Do they have Wi-Fi? Because, you know, the *internet* is kind of important these days.
Yes, they have Wi-Fi. Praise be! I mean, let's be real, you can't escape the internet. It works. Mostly. Sometimes it's gloriously fast, perfect for streaming. Other times… well, let's just say I've had more success communicating with carrier pigeons. But it's there. And it's free. That's all that matters, right? Free Wi-Fi is a sacred right, okay? It's not perfect, but it's there so you can post those Insta pics of your hike to the summit of Taranaki, even if the summit's covered in fog. See? Problem solved!
Location, location, location! How far are we from, you know, *stuff*?
Location is actually pretty good. It's a short enough drive to the CBD, probably about 5 minutes. You are *very* close to the Coastal Walkway which is an excellent starting point. Some good restaurants easily accessible. It's not like you're stuck in the middle of nowhere. If you want to drive for a while, then you'll get to some nice beaches. It's pretty damn convenient really. I'd rate the location as probably the best thing about Brougham Heights. Unless the view, as mentioned above, is good. Which is a tough call.
Parking situation? Is it a free-for-all or are you fighting for a spot?
Parking? Yeah, it’s fine. Usually. There’s a decent amount of parking, and I’ve never had a *major* problem. Okay, once, I did have to park a bit further away. I mean, I *hate* walking, I truly do, but I survived. Honestly, parking is the least of your worries. It's more of a, "Oh, great, another time I'm going to have to walk" kind of situation. But, generally, it should be fine. Don't overthink the parking. Focus on more important things, like, you know, what you're going to have for dinner.
Can you hear your neighbours? Because thin walls are the bane of my existence.
Ah, the age-old motel question. Yes. You can probably hear your neighbors. It's the nature of the beast, really. Motel walls, they're not exactly soundproofed mansions. Depends on your neighbours, of course. I've had some quiet stays, and I've had… well, let's just say I've learned a lot about the snoring habits of strangers. Pack earplugs. Seriously. Or, you know, just be a considerate neighbour yourself. (I'm looking at you, guy who decided to practice the bagpipes at 3 AM.)

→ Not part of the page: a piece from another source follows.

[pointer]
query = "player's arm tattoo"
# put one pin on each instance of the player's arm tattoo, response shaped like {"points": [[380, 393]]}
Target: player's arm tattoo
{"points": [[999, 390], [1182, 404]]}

Is there a pool? I mean, you can’t have a proper motel without a pool, right? (Or at least a hot tub?)
No. No pool. No hot tub. Now, look, I *love* a good pool. I really do! Especially after a long day of… well, of anything. A pool would definitely raise the Paradise factor. But alas, no such luck. You can, however, go to the beach. Or take a bath in your… slightly-dated motel room bathroom. Priorities, people. Always priorities.
How's the service? Are the staff friendly?
The staff at Brougham Heights are...fine. They are not going to be winning any awards for customer service. They're not rude, per se. They're just… there. Efficient, practical. You'll get your key, they'll take your money, and that's pretty much that. But don't expect overly friendly banter or extensive local knowledge. I once asked a staff member for a recommendation for a good fish and chips place. I got a blank stare, and a shrug. I was kind of flabbergasted. I mean, New Plymouth is *full* of great fish and chips! But anyway, they didn't tell me, which was fine. It was only a minor bump in the road. Still, the staff are just a little...forgettable. Not good, not bad, just...there. Okay, I'm going to stop being rude now. The staff are okay. Just... set your expectations accordingly.
Alright, final verdict: Would you recommend Brougham Heights?